Patrushev has virtually challenged the Biden-Scholz tandem. To be sure, an impartial investigation will have political consequences. For one thing, German public opinion is relatively fickle on the issue of weapons deliveries. Second, Scholz cannot afford a perception that he is in collusion with Biden.

Of course, if it is established that a Ukrainian commando unit or an American outfit was responsible for the sabotage, the political consequences will be massive. German public may demand stoppage of arms supplies to Ukraine. On the other hand, if the US is responsible, the current renaissance in German-American ties will simply wither away.

Scholz is yet to understand that Transatlanticism is not the defining characteristic of the Democratic Party. His fate may turn out to be the same as Tony Blair’s. Harris wrote that the effects of Blair’s deceptions rippled on all the way to Brexit.

To quote him, “Iraq hideously sullied Blair and [Gordon] Brown’s domestic record and marked the end of the New Labour vision of Britain as a young, confident country.
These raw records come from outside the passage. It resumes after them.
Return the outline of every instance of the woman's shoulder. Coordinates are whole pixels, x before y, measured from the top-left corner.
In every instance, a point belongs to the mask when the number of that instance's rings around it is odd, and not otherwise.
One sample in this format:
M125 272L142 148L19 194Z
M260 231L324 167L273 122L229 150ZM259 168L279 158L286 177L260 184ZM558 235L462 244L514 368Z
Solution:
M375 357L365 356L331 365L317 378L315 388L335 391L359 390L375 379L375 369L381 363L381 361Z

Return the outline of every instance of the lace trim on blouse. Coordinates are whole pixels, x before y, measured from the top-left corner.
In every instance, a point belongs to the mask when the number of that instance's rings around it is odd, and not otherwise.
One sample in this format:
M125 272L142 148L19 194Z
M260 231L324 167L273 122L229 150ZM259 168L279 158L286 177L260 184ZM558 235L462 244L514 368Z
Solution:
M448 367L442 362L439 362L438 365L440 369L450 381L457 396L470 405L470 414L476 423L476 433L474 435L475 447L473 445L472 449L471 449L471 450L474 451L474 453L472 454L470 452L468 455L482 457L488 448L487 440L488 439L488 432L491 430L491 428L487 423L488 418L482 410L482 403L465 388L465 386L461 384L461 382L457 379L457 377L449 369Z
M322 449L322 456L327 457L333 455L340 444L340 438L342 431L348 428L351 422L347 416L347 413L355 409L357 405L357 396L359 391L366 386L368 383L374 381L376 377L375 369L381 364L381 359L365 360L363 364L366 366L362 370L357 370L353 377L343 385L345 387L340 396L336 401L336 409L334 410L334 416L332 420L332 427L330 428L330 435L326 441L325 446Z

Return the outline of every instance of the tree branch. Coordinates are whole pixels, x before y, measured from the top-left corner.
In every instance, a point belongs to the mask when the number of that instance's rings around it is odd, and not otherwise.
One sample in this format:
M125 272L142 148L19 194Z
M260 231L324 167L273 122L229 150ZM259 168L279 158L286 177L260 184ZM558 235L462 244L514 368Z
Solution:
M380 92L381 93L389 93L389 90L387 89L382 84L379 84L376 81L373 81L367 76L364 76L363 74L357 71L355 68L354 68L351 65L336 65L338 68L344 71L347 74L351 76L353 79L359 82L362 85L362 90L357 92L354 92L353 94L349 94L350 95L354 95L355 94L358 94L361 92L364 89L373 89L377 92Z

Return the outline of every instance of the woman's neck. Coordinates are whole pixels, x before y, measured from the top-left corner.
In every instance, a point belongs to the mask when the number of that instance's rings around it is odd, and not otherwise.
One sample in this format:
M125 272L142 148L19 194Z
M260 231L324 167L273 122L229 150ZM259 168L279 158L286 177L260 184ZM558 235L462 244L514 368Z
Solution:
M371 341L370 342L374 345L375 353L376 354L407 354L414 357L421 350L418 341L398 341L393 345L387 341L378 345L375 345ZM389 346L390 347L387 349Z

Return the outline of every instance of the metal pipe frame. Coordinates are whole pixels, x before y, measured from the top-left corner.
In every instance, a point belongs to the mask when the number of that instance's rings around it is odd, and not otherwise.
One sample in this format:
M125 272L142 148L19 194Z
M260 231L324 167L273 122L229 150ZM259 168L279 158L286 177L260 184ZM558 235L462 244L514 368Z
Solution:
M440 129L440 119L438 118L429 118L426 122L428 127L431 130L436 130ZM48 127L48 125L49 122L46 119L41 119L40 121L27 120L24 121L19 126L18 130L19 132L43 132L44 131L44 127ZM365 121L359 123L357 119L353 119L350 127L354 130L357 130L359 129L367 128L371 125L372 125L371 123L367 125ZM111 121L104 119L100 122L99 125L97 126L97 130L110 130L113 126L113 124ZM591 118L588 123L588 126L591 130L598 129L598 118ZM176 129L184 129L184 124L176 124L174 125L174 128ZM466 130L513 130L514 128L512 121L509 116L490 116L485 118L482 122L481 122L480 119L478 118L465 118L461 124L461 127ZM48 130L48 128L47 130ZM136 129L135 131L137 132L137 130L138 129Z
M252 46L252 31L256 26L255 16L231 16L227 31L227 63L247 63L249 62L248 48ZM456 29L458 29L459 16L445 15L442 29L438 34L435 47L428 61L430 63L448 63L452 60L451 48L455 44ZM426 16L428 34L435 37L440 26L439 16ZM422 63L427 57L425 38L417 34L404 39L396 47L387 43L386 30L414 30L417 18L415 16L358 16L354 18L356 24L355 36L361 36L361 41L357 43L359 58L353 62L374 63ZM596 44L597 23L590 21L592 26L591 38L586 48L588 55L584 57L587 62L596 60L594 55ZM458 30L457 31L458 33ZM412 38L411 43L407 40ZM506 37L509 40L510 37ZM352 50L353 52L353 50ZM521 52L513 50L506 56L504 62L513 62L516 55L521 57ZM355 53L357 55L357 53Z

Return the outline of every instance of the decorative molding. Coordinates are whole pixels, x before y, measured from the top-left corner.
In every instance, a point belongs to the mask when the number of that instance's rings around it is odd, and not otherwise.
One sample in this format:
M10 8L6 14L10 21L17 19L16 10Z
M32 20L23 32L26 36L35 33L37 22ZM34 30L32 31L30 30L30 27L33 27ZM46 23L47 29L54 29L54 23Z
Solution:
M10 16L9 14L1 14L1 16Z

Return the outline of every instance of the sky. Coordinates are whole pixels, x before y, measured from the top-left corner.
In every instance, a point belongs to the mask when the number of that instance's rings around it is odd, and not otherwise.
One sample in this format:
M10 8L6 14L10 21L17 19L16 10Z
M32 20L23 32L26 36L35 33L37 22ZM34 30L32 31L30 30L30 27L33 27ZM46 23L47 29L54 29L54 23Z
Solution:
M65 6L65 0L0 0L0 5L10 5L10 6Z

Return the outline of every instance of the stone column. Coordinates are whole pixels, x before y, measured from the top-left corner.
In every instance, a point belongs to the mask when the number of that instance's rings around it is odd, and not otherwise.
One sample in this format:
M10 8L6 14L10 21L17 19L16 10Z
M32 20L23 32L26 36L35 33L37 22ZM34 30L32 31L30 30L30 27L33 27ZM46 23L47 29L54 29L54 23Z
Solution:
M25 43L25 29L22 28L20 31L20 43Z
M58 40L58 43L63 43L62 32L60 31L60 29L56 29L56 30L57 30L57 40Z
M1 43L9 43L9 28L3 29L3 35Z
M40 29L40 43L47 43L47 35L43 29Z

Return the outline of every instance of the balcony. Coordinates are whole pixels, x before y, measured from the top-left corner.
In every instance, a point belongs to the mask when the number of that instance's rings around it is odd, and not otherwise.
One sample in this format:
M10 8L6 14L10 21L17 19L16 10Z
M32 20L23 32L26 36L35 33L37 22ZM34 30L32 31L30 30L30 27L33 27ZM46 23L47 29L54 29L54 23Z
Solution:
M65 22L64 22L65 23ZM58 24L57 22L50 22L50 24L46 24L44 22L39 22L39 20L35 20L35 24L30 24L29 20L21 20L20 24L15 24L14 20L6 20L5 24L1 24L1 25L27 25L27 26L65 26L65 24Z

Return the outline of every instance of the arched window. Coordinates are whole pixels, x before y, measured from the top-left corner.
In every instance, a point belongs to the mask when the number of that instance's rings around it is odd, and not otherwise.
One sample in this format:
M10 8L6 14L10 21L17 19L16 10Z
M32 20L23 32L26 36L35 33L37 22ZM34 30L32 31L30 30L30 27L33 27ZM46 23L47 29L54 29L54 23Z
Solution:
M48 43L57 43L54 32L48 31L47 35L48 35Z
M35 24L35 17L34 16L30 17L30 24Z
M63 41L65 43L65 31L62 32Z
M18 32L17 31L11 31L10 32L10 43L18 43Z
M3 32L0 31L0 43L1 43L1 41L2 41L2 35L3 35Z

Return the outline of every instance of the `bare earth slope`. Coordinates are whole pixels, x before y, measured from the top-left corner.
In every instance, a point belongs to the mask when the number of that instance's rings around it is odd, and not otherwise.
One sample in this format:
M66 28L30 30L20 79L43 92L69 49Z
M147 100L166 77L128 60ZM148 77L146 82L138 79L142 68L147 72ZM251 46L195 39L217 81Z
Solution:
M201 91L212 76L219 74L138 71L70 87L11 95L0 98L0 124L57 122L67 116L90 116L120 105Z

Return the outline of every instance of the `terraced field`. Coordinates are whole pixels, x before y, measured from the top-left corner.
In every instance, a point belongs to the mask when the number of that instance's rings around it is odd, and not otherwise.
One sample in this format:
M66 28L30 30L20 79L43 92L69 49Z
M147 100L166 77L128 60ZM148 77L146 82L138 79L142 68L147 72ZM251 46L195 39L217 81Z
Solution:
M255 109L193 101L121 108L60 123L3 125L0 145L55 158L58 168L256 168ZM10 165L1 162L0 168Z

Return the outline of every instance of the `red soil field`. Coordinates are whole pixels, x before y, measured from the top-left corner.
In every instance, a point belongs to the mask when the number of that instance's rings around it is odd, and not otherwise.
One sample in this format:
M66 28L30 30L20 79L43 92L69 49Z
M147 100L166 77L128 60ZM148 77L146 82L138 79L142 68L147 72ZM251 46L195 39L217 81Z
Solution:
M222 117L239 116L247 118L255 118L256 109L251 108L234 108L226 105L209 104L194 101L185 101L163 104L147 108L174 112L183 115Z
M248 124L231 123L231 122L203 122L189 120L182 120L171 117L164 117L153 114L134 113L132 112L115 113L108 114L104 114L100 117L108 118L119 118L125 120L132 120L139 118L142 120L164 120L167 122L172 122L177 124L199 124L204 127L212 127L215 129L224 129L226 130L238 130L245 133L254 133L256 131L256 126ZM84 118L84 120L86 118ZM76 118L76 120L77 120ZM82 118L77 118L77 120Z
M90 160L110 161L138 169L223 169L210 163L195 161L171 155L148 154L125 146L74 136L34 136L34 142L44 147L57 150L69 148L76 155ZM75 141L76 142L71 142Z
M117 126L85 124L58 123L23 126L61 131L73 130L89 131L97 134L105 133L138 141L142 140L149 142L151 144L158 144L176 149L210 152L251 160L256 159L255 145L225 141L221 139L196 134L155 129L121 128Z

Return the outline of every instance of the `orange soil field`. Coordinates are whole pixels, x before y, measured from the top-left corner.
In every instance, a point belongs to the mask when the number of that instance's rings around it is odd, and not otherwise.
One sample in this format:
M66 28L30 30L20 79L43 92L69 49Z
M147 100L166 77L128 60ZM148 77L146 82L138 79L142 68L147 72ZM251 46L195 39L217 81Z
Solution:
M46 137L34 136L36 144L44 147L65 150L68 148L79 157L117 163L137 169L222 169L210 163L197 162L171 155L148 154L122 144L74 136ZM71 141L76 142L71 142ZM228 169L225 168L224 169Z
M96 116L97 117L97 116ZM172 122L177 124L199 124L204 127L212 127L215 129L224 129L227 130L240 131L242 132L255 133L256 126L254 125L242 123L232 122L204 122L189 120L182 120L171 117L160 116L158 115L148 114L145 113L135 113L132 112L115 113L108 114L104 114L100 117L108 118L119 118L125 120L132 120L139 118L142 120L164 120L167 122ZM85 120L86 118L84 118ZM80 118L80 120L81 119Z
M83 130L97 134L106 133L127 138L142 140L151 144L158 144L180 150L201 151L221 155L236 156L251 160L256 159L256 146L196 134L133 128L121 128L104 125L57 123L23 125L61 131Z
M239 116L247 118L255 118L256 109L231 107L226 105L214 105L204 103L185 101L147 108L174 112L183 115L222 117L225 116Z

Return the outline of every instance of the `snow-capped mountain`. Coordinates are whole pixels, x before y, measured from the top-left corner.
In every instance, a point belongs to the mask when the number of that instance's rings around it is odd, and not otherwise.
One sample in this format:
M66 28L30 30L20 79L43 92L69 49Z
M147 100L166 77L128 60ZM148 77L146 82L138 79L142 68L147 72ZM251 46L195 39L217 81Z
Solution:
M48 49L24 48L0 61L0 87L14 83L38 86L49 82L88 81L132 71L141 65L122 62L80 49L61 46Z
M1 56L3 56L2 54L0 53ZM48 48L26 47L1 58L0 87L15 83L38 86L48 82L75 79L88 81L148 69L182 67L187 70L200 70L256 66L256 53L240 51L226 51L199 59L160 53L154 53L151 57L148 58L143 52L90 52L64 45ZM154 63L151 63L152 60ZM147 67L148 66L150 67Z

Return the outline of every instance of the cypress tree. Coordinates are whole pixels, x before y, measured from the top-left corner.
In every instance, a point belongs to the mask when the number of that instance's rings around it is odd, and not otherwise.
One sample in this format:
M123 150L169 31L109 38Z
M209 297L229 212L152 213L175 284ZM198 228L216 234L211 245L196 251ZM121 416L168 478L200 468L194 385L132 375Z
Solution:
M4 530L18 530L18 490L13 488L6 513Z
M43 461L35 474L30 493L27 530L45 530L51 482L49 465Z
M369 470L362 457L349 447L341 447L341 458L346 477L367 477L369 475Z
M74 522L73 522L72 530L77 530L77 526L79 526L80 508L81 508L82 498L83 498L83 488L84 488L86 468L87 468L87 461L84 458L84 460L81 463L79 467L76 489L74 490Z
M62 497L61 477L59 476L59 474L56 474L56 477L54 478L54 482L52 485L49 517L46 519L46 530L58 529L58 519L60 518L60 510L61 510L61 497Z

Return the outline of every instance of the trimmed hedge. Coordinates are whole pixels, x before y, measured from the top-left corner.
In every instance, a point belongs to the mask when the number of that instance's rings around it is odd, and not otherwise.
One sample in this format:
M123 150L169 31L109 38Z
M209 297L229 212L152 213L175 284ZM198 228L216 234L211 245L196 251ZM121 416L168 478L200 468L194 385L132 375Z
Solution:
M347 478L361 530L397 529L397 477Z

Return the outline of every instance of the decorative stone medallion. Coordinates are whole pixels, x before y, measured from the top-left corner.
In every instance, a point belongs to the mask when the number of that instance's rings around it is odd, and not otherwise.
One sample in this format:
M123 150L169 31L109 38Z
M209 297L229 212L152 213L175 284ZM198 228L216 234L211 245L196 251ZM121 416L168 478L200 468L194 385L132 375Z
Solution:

It reduced the fantasies of “liberal interventionism” to ash, and deepened the disaffection and unease that would lead to our exit from Europe.”

Handelsblatt newspaper in a report last Thursday pointed out that the investigation on Nord Stream may play politically into the hands of the far-left and the far-right in German politics. Can Scholz survive the deception over Nord Stream sabotage? If Ukraine is implicated, there is no going back for Germany.